Tracking Oil Futures and Crack Spreads -- FTO, VLO
FutureSource.com has free premium charts for tracking futures prices. For example, for Oct 2006 delivery:
- Light, sweet crude (price per barrel)
- San Joaquin Valley Heavy Crude Index (price per barrel)
- Unleaded Gas (price per gallon)
- Heating Oil (price per gallon)
- Small charts all together (build list of small charts here)
- Light/Heavy Crude Oil Spreads -- front month, 2nd month, 3rd month
- 3-2-1 Crack Spreads -- front month, 2nd month, 3rd month, multiple months
For most refineries, the crude part of the crack spread is the light, sweet variety. But two companies in particular have complex refineries that can handle a lot of heavy, sour crude instead, which is a lot cheaper than light, sweet crude -- FTO and VLO. Currently, San Joaquin heavy crude is about $53/B compared to $65/B for light-sweet. That $12 light/heavy spread is a source of additional profits for refineries specializing in heavy crude. Since most refineries use light, sweet crude instead, the prices of gasoline and heating oil are more strongly influenced by the price of light-sweet than heavy-sour. This means that companies like FTO and VLO can maintain excellent margins compared to companies that can only refine light-sweet, especially as the light/heavy spread widens -- i.e. as crude oil prices climb overall.

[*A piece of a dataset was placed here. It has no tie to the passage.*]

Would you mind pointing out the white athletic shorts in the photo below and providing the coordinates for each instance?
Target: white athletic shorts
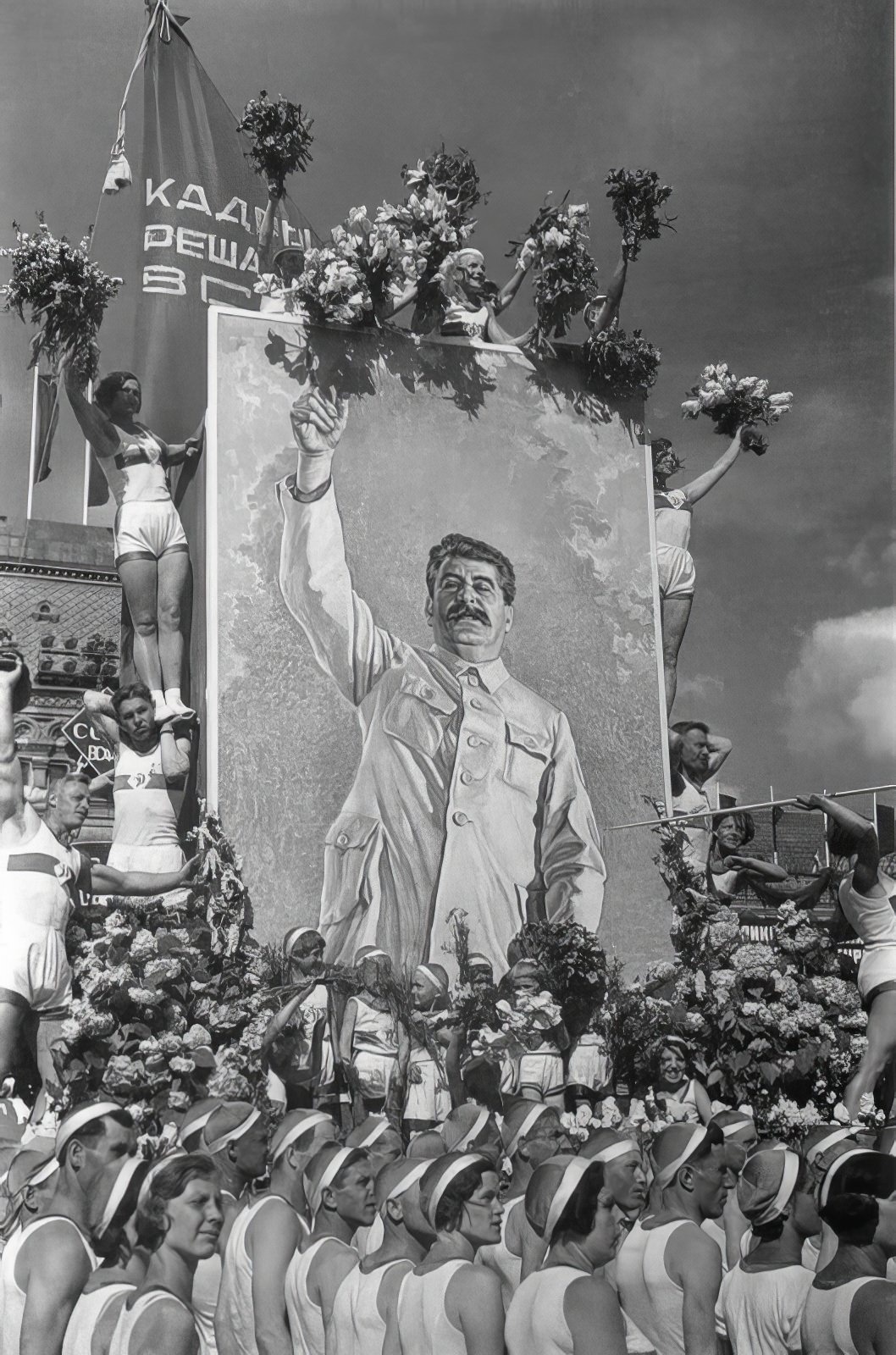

At the same time, when the price of crude falls, the heavy-light spread tends to narrow, thus decreasing the margins for FTO and VLO. So, if the price of crude continues to fall like it has for the last week, FTO's and VLO's stock prices may take an extra heavy hit, due to expectations of wider light/heavy spreads having previously been priced into those stocks.